In central Canada, wide-open spaces stretch to the horizon and foster natural wonders. Southern Manitoba is home to the large city of Winnipeg; the northern province is a frontier that’s prime for rugged adventures.
Because of its location at the confluence of the Red and Assiniboine Rivers, Winnipeg has long served as the region’s cultural and political capital. Museums and monuments honor the influences of the indigenous Metis people and, later, European settlers. Creativity thrives in places like Royal Winnipeg Ballet, the Royal Manitoba Theatre Centre and the Winnipeg Art Gallery. World-class museums detail the province’s history and geology.
Manitoba Flapper Pie
Got a sweet tooth? The flapper pie has you covered. Unique to the Canadian Prairies, this decadent dessert features a graham cracker crust topped with vanilla custard and fluffy meringue. It’s not sold everywhere, but locals say you can usually find it at an independent café or restaurant that keeps the tradition alive.
Parks o’ Plenty
Manitoba encompasses more than 100 parks, giving visitors a wide variety of recreation opportunities. From the easily accessible Birds Hill Provincial Park, just north of Winnipeg, to the rugged wilderness of Atikaki Wilderness Provincial Park, there’s something for every visitor.
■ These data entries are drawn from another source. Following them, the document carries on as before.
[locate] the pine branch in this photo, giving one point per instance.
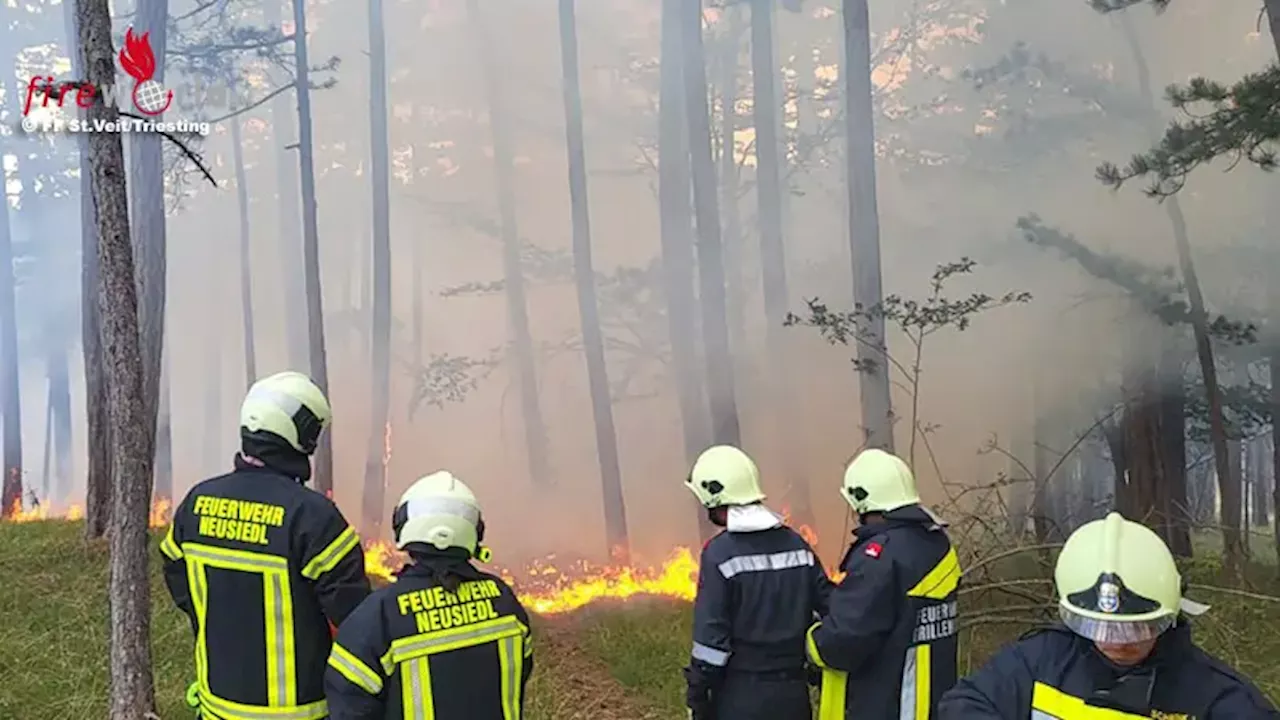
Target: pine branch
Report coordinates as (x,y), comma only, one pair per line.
(1243,123)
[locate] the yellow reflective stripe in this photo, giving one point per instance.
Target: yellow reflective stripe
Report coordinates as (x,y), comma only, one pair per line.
(333,554)
(416,697)
(812,647)
(1052,703)
(923,668)
(355,670)
(229,710)
(169,547)
(282,689)
(941,580)
(453,638)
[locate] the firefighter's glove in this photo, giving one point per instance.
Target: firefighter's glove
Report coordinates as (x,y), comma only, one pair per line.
(699,696)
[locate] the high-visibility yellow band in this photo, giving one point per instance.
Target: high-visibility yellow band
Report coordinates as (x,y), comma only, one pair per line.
(355,670)
(1052,703)
(941,580)
(333,554)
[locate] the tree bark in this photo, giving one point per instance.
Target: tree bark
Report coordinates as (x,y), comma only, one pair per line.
(323,463)
(711,264)
(517,305)
(147,220)
(676,237)
(380,295)
(10,495)
(1229,483)
(132,452)
(246,263)
(864,227)
(773,263)
(735,250)
(584,277)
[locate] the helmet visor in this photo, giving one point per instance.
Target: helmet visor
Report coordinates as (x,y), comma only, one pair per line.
(1116,630)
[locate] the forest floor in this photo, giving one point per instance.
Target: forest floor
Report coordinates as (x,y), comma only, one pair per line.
(606,662)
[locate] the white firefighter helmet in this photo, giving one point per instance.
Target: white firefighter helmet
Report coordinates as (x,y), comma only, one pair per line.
(878,482)
(1118,583)
(725,475)
(287,405)
(442,511)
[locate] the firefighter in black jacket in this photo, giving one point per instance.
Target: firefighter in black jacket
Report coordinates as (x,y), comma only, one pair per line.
(446,641)
(1124,648)
(887,646)
(759,588)
(263,565)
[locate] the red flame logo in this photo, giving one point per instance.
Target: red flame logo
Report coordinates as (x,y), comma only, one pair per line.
(140,62)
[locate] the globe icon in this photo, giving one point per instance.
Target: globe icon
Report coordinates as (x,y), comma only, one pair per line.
(150,96)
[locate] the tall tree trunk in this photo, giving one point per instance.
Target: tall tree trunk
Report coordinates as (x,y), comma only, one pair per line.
(864,249)
(1174,445)
(246,261)
(323,461)
(735,255)
(711,264)
(147,220)
(1229,483)
(584,277)
(293,297)
(380,340)
(773,264)
(517,305)
(132,455)
(676,236)
(10,495)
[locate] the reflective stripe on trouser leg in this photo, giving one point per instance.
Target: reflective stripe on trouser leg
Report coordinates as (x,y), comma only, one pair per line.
(915,697)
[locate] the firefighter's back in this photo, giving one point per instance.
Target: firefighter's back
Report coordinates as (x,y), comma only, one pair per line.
(268,563)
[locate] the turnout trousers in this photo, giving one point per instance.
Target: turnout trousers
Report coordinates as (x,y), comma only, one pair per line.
(763,696)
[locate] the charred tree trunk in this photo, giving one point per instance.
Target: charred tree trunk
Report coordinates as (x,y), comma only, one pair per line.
(517,305)
(132,452)
(711,263)
(676,236)
(864,226)
(10,495)
(323,461)
(147,220)
(246,263)
(380,340)
(584,277)
(735,255)
(773,263)
(1229,483)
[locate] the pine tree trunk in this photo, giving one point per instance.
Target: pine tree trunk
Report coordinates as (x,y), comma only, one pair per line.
(147,220)
(864,226)
(711,264)
(246,261)
(517,305)
(323,461)
(10,495)
(132,455)
(735,255)
(380,340)
(584,277)
(773,264)
(677,249)
(1229,483)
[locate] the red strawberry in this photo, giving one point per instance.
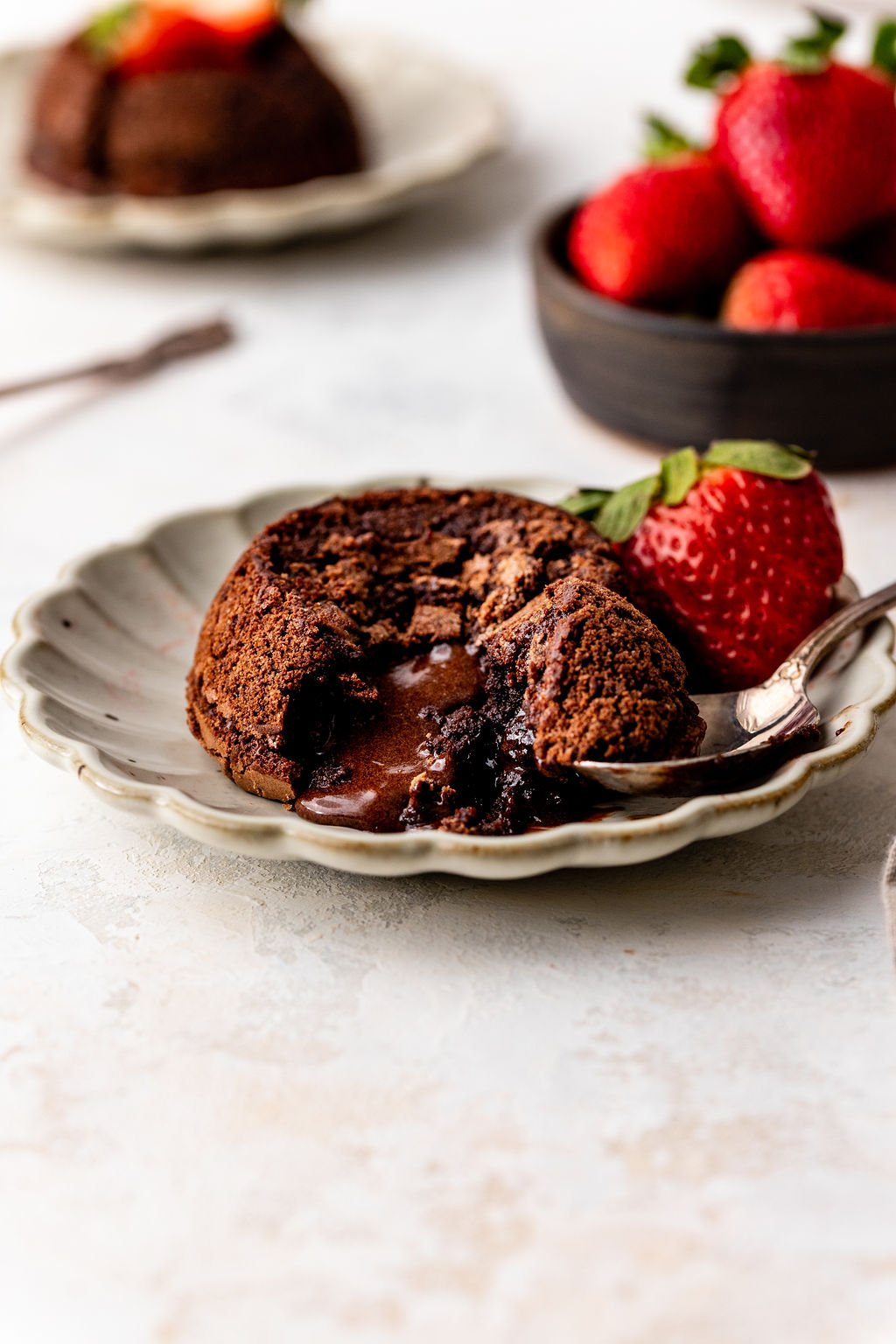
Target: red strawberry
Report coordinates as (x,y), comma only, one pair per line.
(156,37)
(735,556)
(808,143)
(788,290)
(662,234)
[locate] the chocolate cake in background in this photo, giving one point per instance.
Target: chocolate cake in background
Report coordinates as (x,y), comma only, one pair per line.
(431,659)
(152,102)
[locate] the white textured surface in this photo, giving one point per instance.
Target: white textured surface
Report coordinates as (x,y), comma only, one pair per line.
(260,1102)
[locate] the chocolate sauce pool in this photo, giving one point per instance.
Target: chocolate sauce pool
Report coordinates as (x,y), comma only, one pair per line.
(384,754)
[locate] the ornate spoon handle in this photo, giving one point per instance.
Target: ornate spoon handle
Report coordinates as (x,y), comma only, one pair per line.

Also north of town, dozens of beaches offer recreational opportunities. For a unique taste of the region’s Icelandic history, visit the small town of Gimli. The annual Icelandic Festival of Manitoba draws visitors to the town each August to celebrate Scandinavian culture.
A Fishing Hotspot
Home to over 100,000 lakes and 30 species of fish, it’s obvious why anglers dream of casting their lines in Manitoba’s waters. From December to March, ice fishermen can catch gargantuan greenback walleyes in Lake Manitoba. Other popular walleye destinations include Red River and Cranberry Portage.